Dozens of Israeli Holocaust survivors demonstrated outside the Polish Embassy in Tel Aviv to protest a new law in Poland that outlaws blaming the country for Nazi crimes.
On Thursday, the survivors entered the embassy compound and surrounded a diplomat’s vehicle waving signs and shouting slogans.
They carried signs in Hebrew and Polish saying “No law will erase history,” “The Polish law spits in the Israeli people’s face” and “I still have nightmares because of what the Poles did,” Ynet reported. The demonstrators also shouted “Nobody will forget what you did.”
Several of the survivors, who were accompanied by younger Israelis, stood in front of the embassy and told their personal stories of suffering caused by the Poles during the Holocaust, according to reports.
Polish President Andrzej Duda signed the controversial legislation on Tuesday after both houses of parliament passed the measure. He also announced that he would send the law to Poland’s Constitutional Tribunal for review.

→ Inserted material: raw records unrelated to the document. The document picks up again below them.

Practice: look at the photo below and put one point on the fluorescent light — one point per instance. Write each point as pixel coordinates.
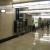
(35, 11)
(30, 4)
(2, 10)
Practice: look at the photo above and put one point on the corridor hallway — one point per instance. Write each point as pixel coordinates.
(20, 43)
(26, 42)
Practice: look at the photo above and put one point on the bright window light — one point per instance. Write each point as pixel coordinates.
(2, 10)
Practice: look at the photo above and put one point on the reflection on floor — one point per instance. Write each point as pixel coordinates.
(25, 42)
(21, 43)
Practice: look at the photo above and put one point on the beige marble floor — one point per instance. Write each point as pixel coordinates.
(25, 42)
(20, 43)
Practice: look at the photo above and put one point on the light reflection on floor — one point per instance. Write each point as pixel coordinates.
(27, 42)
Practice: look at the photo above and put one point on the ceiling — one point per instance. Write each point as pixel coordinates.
(6, 2)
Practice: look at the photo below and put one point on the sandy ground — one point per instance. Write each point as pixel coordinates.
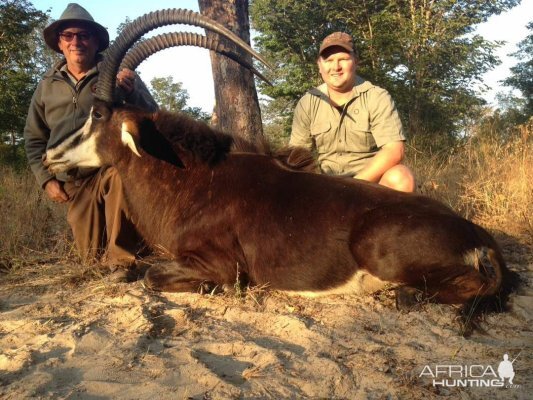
(66, 336)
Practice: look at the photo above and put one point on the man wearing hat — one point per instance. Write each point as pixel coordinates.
(60, 105)
(353, 124)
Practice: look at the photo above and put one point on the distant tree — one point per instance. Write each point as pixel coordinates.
(423, 52)
(171, 96)
(522, 73)
(23, 59)
(237, 107)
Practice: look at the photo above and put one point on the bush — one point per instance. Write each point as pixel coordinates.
(31, 226)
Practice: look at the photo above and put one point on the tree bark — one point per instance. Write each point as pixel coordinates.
(237, 106)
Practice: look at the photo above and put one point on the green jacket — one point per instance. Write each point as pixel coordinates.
(58, 108)
(346, 139)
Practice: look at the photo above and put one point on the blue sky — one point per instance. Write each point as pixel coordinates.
(192, 66)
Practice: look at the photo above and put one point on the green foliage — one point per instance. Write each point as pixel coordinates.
(423, 52)
(23, 59)
(171, 96)
(522, 73)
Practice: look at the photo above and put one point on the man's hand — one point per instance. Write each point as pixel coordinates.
(126, 80)
(55, 192)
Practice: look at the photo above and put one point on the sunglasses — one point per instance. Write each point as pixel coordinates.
(69, 36)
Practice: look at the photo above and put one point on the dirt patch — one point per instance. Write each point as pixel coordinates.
(91, 339)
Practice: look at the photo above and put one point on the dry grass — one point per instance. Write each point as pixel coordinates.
(32, 228)
(487, 180)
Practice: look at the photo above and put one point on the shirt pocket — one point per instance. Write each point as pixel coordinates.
(359, 138)
(322, 135)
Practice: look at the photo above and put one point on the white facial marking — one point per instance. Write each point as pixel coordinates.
(128, 140)
(78, 150)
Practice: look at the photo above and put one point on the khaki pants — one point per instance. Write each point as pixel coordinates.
(100, 221)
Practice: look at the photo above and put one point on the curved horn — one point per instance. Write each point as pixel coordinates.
(150, 46)
(145, 23)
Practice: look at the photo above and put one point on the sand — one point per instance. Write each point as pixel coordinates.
(64, 335)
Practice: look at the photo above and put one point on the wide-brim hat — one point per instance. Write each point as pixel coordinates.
(339, 39)
(75, 13)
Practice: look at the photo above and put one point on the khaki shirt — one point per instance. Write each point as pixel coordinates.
(345, 141)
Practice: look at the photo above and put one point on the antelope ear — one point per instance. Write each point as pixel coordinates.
(128, 139)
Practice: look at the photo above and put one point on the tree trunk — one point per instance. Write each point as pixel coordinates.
(237, 107)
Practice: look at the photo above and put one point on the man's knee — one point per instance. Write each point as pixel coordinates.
(399, 178)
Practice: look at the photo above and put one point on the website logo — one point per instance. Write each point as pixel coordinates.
(475, 375)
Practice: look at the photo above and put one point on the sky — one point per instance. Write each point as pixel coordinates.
(192, 65)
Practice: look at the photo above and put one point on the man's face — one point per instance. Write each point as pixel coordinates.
(337, 68)
(79, 44)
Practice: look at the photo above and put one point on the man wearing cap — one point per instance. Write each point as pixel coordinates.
(353, 124)
(60, 105)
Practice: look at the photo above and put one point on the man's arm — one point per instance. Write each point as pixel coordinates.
(387, 157)
(301, 127)
(36, 134)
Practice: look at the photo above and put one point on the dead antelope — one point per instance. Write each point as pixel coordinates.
(224, 215)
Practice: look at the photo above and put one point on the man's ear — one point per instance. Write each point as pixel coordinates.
(129, 135)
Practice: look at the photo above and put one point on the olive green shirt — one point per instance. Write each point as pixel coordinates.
(346, 139)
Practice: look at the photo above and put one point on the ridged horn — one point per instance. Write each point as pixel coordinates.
(141, 51)
(145, 23)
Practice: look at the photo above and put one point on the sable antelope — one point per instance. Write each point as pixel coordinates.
(224, 216)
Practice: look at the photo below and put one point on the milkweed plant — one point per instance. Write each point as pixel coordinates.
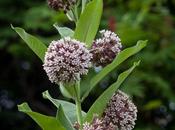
(70, 62)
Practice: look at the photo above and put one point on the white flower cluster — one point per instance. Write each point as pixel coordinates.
(106, 48)
(65, 59)
(121, 111)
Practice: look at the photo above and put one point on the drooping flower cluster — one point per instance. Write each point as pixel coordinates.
(65, 59)
(64, 5)
(121, 112)
(106, 48)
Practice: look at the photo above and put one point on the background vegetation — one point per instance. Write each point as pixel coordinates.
(152, 85)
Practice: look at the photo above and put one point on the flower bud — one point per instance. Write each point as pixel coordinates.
(121, 112)
(64, 5)
(65, 59)
(106, 48)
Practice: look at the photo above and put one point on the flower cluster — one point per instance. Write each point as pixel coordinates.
(64, 5)
(121, 112)
(106, 48)
(65, 59)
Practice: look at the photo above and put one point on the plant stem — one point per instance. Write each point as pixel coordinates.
(78, 104)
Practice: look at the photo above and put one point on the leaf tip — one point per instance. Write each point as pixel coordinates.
(23, 107)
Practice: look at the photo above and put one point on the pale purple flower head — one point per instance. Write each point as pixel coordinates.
(106, 48)
(64, 5)
(121, 112)
(98, 124)
(66, 60)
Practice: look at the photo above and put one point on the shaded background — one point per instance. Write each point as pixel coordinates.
(152, 85)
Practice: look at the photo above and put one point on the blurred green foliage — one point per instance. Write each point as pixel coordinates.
(152, 85)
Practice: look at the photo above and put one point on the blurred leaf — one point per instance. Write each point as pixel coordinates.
(122, 56)
(69, 108)
(35, 44)
(89, 21)
(100, 104)
(64, 31)
(45, 122)
(63, 119)
(153, 104)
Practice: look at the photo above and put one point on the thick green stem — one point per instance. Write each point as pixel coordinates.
(78, 105)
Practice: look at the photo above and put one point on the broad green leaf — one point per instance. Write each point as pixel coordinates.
(69, 108)
(89, 21)
(35, 44)
(64, 31)
(45, 122)
(122, 56)
(100, 104)
(61, 117)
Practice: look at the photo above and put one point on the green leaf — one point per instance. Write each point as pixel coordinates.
(35, 44)
(45, 122)
(122, 56)
(64, 31)
(67, 90)
(89, 21)
(100, 104)
(63, 119)
(69, 108)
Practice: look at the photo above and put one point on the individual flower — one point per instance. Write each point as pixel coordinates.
(121, 112)
(106, 48)
(66, 60)
(64, 5)
(98, 124)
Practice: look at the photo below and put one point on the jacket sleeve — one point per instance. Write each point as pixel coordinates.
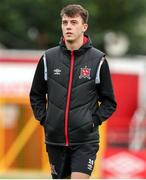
(38, 93)
(106, 98)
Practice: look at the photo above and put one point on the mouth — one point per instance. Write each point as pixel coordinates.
(68, 33)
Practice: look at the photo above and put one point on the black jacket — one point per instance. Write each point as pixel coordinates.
(79, 94)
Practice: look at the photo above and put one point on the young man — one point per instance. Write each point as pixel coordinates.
(76, 79)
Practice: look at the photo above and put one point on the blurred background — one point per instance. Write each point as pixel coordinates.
(27, 29)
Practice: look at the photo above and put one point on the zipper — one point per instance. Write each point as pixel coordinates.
(68, 98)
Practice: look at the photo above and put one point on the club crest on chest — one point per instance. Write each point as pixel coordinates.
(85, 73)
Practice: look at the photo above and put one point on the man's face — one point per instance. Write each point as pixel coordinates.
(73, 27)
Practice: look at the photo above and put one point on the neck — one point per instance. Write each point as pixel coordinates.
(74, 45)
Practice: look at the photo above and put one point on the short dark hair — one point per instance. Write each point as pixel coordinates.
(72, 10)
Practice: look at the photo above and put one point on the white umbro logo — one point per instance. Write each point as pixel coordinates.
(57, 71)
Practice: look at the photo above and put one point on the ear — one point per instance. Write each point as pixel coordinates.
(85, 27)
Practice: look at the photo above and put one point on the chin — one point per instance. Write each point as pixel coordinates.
(69, 39)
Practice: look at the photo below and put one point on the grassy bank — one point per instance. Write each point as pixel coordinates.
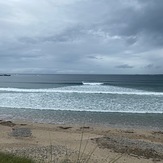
(9, 158)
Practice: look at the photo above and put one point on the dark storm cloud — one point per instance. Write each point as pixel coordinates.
(76, 36)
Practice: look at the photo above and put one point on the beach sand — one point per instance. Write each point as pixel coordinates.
(45, 142)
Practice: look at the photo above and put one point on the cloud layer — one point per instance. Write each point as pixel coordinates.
(81, 36)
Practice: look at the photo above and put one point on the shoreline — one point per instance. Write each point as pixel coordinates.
(34, 139)
(109, 119)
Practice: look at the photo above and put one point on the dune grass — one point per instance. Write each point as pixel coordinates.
(9, 158)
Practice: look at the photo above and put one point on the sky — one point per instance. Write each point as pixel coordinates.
(81, 36)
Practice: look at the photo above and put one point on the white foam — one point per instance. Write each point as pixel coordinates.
(113, 90)
(92, 83)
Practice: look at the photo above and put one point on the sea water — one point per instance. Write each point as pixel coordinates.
(125, 100)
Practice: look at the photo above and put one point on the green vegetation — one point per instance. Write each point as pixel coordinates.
(9, 158)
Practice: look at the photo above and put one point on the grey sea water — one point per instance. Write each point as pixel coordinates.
(117, 100)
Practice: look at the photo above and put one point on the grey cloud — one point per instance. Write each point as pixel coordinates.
(82, 36)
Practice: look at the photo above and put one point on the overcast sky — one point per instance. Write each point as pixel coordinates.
(81, 36)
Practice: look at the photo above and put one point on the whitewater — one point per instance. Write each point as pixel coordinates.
(88, 96)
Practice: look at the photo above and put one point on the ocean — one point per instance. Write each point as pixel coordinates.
(112, 100)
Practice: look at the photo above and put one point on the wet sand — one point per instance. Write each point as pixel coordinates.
(45, 142)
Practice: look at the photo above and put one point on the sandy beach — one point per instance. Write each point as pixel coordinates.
(46, 142)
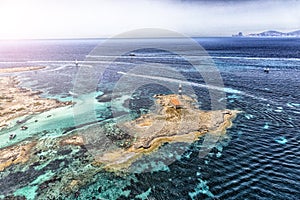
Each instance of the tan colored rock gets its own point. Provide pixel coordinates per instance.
(16, 102)
(15, 155)
(177, 119)
(73, 140)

Ukraine, Lithuania and Latvia have passed similar laws since 2010.
Critics of the law include Israeli leaders, the Yad Vashem Holocaust memorial in Jerusalem, the U.S. State Department and Jewish groups.
Also Thursday, a special team of Israeli government ministers established to assist Holocaust survivors met in Jerusalem and agreed to improve coordination among the ministries responsible for the survivors to ensure they receive government resources. According to the plan, the deputy finance minister will head the team to ensure that assistance to the survivors is the top priority of those ministries.